You don't have to be a card-carrying agronomist to conduct trials. It just takes curiosity, a little time and the desire to break your own yield barriers in a profitable way.
Over the years I have done a range of testing on vertical tillage tools, fertilizer, soil products and other inputs. Recently I have upped the ante by throwing in some replicated trials, multiple treatments and doing more measurements.
My current passion is soil health. I firmly believe increasing the size of the soil's engine by improving soil health is a worthy goal. I've been looking at gypsum, compost, cover crops, residue management/decomposition, vertical tillage and changing the biological makeup of the soil. However, anecdotal observation isn't enough. I need to use some novel tests to measure change.
Last year, I use the Haney and PLFA (phospholipid fatty acid) test to measure some of these practices and was fascinated with what I learned.
My tillage study showed that vertical tillage can improve soil aeration, which increases respiration and nutrient recycling, and was even better than no-till. Just to be sure my test results weren't a fluke, I want to repeat that study again in 2014. If my theories are correct, certain types of vertical tillage can boost soil health as measured by respiration and nutrient recycling and yield.
I have been using gypsum for 10 years and have seen how it changed soil tilth both alone and in combination with other products. I have seen change in soil tilth and it is softer and more mellow and with a better aggregated structure.
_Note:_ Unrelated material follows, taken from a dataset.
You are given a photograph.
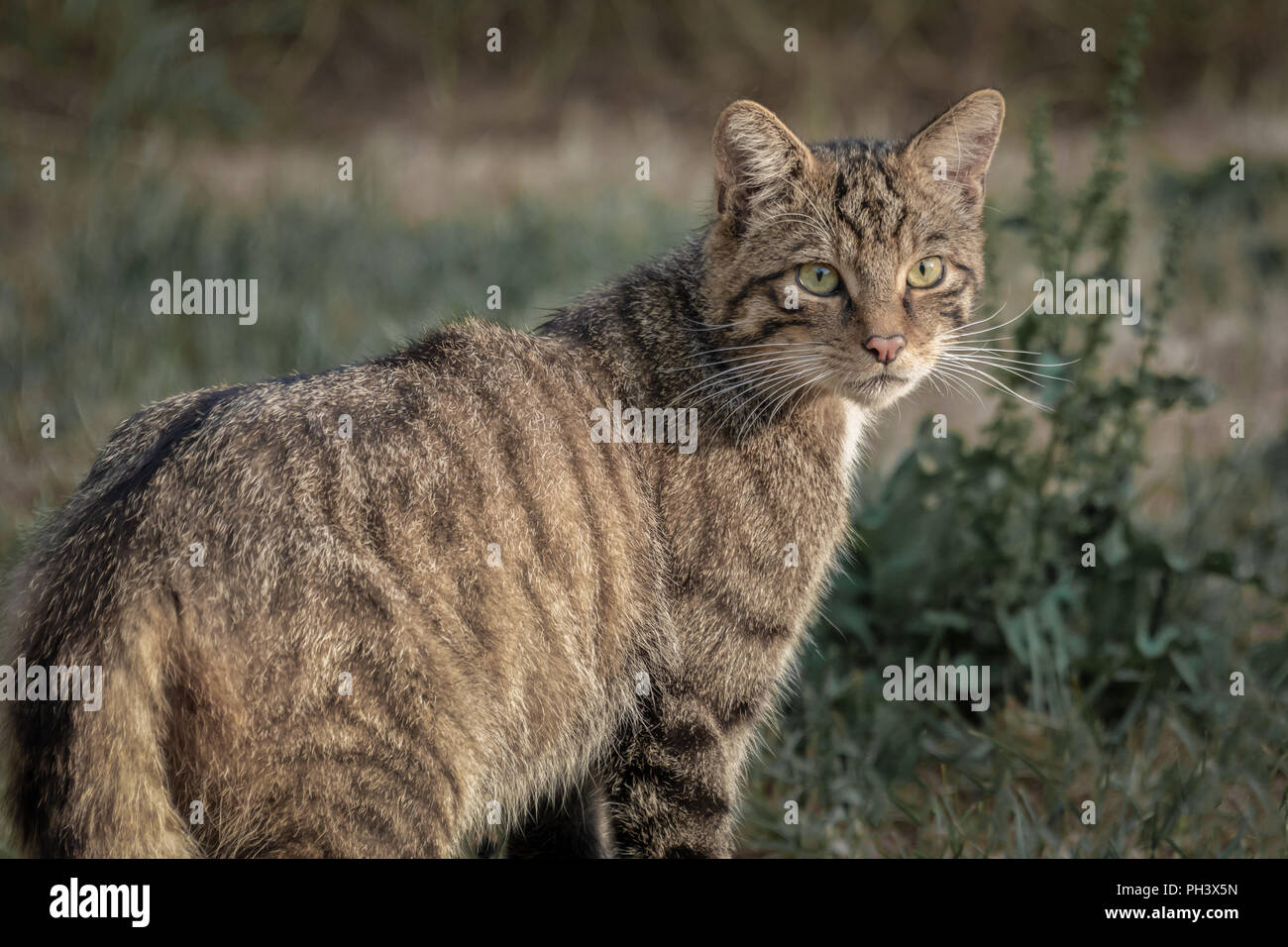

This year, I am testing different rates of pelletized gypsum and synthetic gypsum with a polymer from Specialty Fertilizer Products (SFP). The promise is it that keeps the calcium and sulfate available in the soluble water phase for the entire season. So, I am measuring calcium and sulfate in the soil and in the plant.
Last summer I did a pilot project with this product. The amount of sulfate and soluble calcium was 2 to 3 times greater after 65 days and over 8 inches of rainfall.
Can a spray cocktail degrade cornstalks to point where they literally blow apart at planting? Many of us think so, but is it true? There are a number of products on the market, as well as recipes for making it happen. The problem has been validating those manufacturer claims.
This year I plan to try a few of these products and use some novel approaches to measure change in the residue and in the soil.
The great thing about farming is the learning never ends. It's a great profession for curious people. If you don't want to set up your own experiments, there are plenty of seed company and university researchers looking for cooperators. Every spring is another opportunity to go back to school. I'll keep you posted on what I'm learning.